It's certainly a factor that can be used in analysis, but there are also many other factors that may be relevant to specific policy decisions. I guess I'm arguing that if the associated deaths are tallied in a separate "column", that really needs to be a column in a notional "pivot table" of these factors. For some purposes, living arrangements such as long-term care residence is of interest, sometimes perhaps age, sometimes maybe past exposure to a specific different virus, proximity to chemical plants, etc., which may be (quasi-)independent contributors, each relevant to one policy or another.

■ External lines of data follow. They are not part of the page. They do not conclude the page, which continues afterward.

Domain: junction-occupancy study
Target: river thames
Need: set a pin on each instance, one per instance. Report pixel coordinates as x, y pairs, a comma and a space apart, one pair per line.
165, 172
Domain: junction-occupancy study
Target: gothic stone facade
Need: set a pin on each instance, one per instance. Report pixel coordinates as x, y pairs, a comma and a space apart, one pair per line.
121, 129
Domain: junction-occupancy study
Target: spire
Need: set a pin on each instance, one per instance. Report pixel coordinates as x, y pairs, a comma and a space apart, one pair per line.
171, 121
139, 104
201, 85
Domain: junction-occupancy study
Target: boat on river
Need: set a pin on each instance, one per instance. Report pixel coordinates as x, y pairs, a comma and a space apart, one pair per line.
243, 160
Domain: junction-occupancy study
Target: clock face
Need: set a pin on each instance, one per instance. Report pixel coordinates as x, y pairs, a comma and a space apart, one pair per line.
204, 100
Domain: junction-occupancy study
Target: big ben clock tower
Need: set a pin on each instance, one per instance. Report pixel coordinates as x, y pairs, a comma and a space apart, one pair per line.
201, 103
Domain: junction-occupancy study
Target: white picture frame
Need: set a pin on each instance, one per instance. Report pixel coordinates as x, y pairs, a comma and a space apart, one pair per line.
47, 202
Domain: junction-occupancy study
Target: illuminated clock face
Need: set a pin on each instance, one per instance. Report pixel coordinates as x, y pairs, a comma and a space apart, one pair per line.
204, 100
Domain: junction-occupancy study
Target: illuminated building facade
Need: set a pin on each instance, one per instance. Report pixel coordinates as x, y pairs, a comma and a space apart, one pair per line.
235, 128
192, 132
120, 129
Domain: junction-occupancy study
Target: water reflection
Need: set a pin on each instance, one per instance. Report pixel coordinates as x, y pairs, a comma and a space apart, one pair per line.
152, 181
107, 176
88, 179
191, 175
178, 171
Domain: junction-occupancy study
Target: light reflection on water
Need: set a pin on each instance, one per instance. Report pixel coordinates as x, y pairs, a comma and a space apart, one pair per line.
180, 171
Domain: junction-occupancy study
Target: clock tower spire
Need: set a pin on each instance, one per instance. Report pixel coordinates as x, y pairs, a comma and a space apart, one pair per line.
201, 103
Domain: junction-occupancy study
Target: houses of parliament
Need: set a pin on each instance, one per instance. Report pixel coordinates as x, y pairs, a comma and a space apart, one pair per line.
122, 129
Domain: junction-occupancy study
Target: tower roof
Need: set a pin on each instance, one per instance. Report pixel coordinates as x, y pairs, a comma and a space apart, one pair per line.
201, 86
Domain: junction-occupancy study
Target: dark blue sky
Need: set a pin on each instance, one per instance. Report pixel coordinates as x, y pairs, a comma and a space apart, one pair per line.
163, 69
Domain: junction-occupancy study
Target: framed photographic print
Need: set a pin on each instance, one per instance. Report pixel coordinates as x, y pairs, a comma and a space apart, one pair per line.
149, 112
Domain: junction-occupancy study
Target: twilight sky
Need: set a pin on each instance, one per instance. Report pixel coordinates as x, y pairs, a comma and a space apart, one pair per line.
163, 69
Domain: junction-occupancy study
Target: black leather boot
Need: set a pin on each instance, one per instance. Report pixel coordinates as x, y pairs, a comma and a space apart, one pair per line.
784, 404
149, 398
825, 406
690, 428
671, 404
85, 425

Oh yes, there are a lot of variables in this analysis. But it makes little sense to publish, for public discussion, variables around which your public policy is NOT going to pivot. The more I think about this, the more I think a second column for nursing home/prison deaths might be appropriate. We've already seen this anticipated by early release of inmates from prisons, to avoid massive outbreaks. Policy makers were clearing pivoting around something other than the (measured or expected) total COVID death trend line. They were pivoting around a sub-model that predicted a much higher Ro due to crowding in prisons. You'd not invoke the same policy for nursing home residents.

Imagine this in reverse for a small community that's home to a prison or nursing home. You certainly wouldn't schedule the timing of any "stay at home" order around the communities overall trend lines, forcing people to stay home until the prison/nursing home reached herd immunity. You'd separate the high density and low density populations statistically and work out appropriate policy within and between cohorts.

Right now, the aggregate statistics (case, death, recovered) that are bandied about in the news are widely presumed to be driving immediate policy. If that's the case, you'd want to remove from the data set those points that decrease the sensitivity of the problem to your immediate solutions. Since nursing homes, prisons, and other dense housing situations might (I don't know) behave differently in response to stay-at-home, it could be worth sequestering their situation into a different column. I can't make this argument as strongly for other factors you've mentioned, like proximity to chemical plants or other strains of virus. Those are more subtle, less well understood, and less measurable. That said, you know such data is being examined because we're reading news stories telling us about interesting correlations. Imagine the firestorm that would surround local ordinances requiring residents within a certain distance of a chemical plant (which may not be a good proxy for vulnerability) to stay-at-home. With limited ability to identify COVID-19 antibody response, and virtually no ability to measure possibly beneficial exposure to similar viruses, those factors really can't be involved in "stay at home" policy making.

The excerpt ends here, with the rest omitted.